The UK Health Security Agency (UKHSA) said on Friday that 46 cases of cryptosporidium had been confirmed in the fishing town, more than doubled from 22 on Thursday.

Brixham contaminated water
Duncan Kenny outside his shop in Brixham Harbour (Piers Mucklejohn/PA)

More than 100 further people have reported similar symptoms, and the Government agency said more cases are expected.

Duncan Kenny, co-owner of The Cove, a non-profit conservation shop in Brixham Harbour, said: “I haven’t had any contact with them (SWW). We’ve had one leaflet through the door.”

Asked if local businesses should be compensated for losses, he said: “Absolutely, yeah, if any business, of any kind, at any time, is affected by a causation that could have been prevented, that causation is responsible.”

Mr Kenny said he was “fortunate enough that I’m mobile and I can get around and get access to water”, but that others in the community – including elderly and disabled people – could not.

“There’s been talk of South West Water delivering to vulnerable people’s houses, but I’ve heard not everyone has been reached,” he added.

Barry Flack, who runs a stall selling miniature accessories by the harbour, said it had been “noticeably quiet” on Friday.

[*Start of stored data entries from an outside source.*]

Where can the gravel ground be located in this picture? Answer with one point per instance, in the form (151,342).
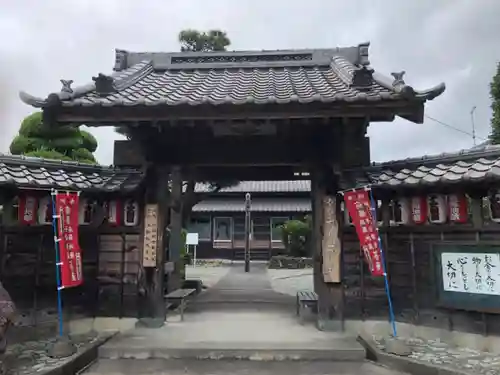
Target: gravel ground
(439,353)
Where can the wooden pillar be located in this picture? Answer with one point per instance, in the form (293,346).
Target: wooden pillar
(175,237)
(327,251)
(477,208)
(153,259)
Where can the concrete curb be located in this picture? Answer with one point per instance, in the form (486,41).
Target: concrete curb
(405,364)
(348,355)
(81,360)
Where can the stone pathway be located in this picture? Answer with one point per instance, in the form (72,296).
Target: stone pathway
(238,287)
(198,367)
(438,353)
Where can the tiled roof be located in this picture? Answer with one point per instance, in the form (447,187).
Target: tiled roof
(261,187)
(466,166)
(38,173)
(244,77)
(258,205)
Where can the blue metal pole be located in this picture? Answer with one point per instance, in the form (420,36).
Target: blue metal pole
(58,262)
(387,289)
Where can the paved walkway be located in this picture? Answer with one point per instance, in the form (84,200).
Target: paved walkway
(190,367)
(239,316)
(236,326)
(240,289)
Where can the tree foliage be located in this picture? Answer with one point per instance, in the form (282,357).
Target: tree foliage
(53,142)
(495,106)
(198,41)
(296,235)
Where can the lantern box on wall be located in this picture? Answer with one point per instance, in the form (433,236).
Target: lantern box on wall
(494,205)
(27,209)
(401,211)
(347,217)
(86,211)
(45,210)
(130,213)
(113,209)
(418,206)
(457,208)
(436,209)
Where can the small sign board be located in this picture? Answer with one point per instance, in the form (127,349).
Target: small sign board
(192,239)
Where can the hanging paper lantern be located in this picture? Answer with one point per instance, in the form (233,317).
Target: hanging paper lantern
(494,205)
(457,205)
(45,210)
(347,217)
(418,207)
(114,212)
(86,211)
(436,206)
(27,209)
(401,211)
(130,213)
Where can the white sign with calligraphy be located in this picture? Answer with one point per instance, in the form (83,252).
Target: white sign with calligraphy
(477,273)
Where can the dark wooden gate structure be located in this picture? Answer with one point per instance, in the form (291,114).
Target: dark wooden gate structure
(247,116)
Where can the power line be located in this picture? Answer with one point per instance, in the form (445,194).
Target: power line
(453,127)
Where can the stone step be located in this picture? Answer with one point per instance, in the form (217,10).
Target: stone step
(347,350)
(235,367)
(255,254)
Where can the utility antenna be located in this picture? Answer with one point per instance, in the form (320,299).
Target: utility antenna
(473,125)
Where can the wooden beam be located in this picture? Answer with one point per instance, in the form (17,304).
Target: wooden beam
(99,115)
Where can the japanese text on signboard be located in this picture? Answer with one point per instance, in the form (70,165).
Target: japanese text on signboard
(477,273)
(358,205)
(70,257)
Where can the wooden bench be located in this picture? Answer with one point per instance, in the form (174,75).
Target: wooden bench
(306,299)
(180,297)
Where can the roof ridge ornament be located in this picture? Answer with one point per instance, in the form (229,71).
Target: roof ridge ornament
(362,78)
(67,85)
(398,78)
(363,53)
(121,59)
(104,84)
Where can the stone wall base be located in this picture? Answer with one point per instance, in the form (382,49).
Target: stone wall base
(458,338)
(100,325)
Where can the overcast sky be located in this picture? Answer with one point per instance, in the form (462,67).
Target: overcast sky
(454,41)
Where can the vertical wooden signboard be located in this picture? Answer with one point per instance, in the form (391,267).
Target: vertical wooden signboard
(150,235)
(330,242)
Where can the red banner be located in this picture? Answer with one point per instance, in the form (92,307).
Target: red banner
(70,256)
(359,206)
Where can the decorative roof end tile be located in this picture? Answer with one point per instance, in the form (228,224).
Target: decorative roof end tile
(104,84)
(362,78)
(121,60)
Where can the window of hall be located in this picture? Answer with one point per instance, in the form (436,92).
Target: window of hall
(276,224)
(239,228)
(223,229)
(202,226)
(261,229)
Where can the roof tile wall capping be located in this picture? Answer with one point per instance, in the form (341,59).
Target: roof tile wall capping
(237,77)
(38,173)
(473,165)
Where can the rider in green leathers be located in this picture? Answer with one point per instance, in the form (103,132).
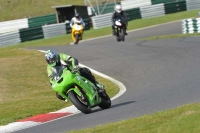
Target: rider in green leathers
(53,59)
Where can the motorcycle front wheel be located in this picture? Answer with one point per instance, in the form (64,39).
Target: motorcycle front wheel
(79,102)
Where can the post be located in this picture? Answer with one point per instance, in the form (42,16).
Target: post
(98,7)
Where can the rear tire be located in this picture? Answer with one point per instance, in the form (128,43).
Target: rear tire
(78,103)
(105,101)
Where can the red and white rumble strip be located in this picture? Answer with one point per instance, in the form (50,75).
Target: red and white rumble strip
(65,112)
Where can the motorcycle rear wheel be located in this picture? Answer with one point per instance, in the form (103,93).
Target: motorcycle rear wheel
(80,105)
(105,101)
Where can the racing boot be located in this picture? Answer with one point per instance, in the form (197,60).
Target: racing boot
(100,88)
(113,32)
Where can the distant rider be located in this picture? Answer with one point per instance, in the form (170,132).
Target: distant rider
(53,59)
(119,13)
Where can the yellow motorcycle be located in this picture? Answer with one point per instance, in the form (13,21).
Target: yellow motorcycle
(77,31)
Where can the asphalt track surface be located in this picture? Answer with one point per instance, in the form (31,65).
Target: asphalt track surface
(158,75)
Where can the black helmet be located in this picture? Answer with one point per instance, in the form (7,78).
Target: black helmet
(77,15)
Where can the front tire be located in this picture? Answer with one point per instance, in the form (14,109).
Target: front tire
(105,101)
(75,99)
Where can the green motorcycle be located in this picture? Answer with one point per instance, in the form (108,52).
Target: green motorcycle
(79,90)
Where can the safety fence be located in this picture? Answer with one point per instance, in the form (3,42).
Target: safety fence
(191,26)
(9,38)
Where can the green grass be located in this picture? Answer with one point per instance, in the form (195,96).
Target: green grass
(170,36)
(30,8)
(25,89)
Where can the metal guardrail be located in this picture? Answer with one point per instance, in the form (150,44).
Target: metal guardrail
(191,26)
(152,11)
(54,30)
(13,25)
(42,20)
(128,4)
(10,38)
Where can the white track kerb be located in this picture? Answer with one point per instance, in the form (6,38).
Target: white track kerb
(15,126)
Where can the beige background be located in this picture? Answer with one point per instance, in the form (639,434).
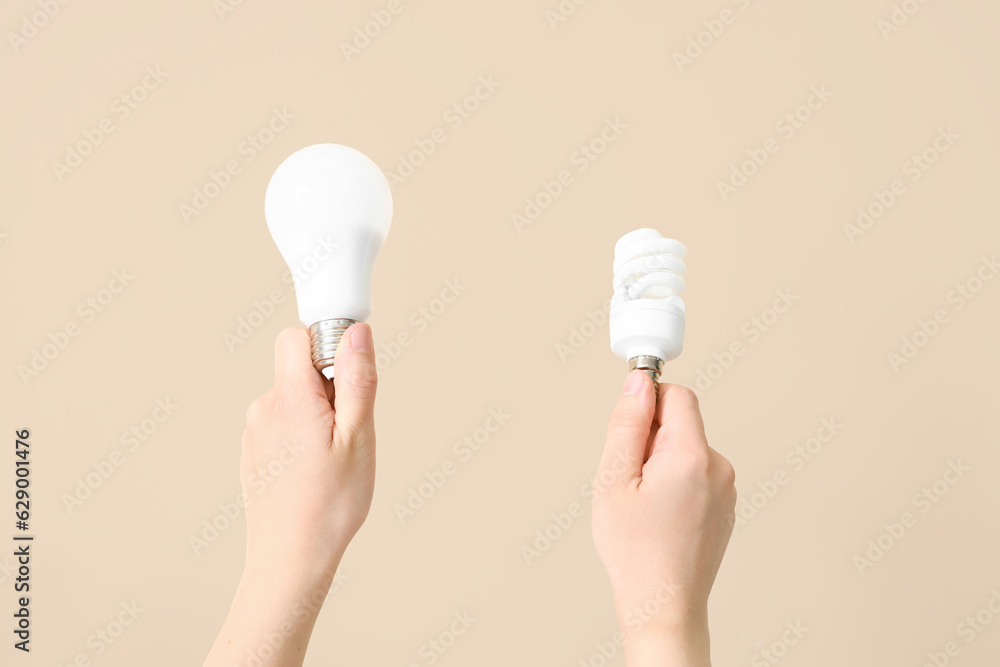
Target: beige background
(496,346)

He said locals had reported illness 12 days ago, adding: “I live in Brixham and people were saying that they were all getting ill at one part of the town, whole streets, apparently.

“And they contacted South West Water and they said there was no problem with the water. But it’s the Post Office effect now – nobody believes it.

“People said they’ve been to their doctors, had their stool samples tested and they found the bug in them.”

Mr Flack said he “felt sorry” for SWW’s chief customer officer Laura Flowerdew, who “looked like a startled rabbit” after widespread coverage of the outbreak.

Brixham contaminated water
Barry Flack lives and works in Brixham (Piers Mucklejohn/PA)

Michael Smith, co-owner of the Venus Cafe near Brixham, earlier told BBC Radio 4’s Today programme he had seen a 40% drop in business in the last two days and had not been contacted by SWW “in any fashion”.

He said: “During the week, at the minute we’re not super busy, but we’re losing four, five hundred pounds per day the last couple of days.

“Come the weekend, sunshine next week and the week after, we’re talking many thousands (of pounds).”

Mr Smith said the cafe only found out on Wednesday that it was in the affected area and that plans by SWW to set up a telephone helpline for businesses would not be very effective.

He added: “This parasite is not rare, it does occur annually, so they should know how to deal with it.”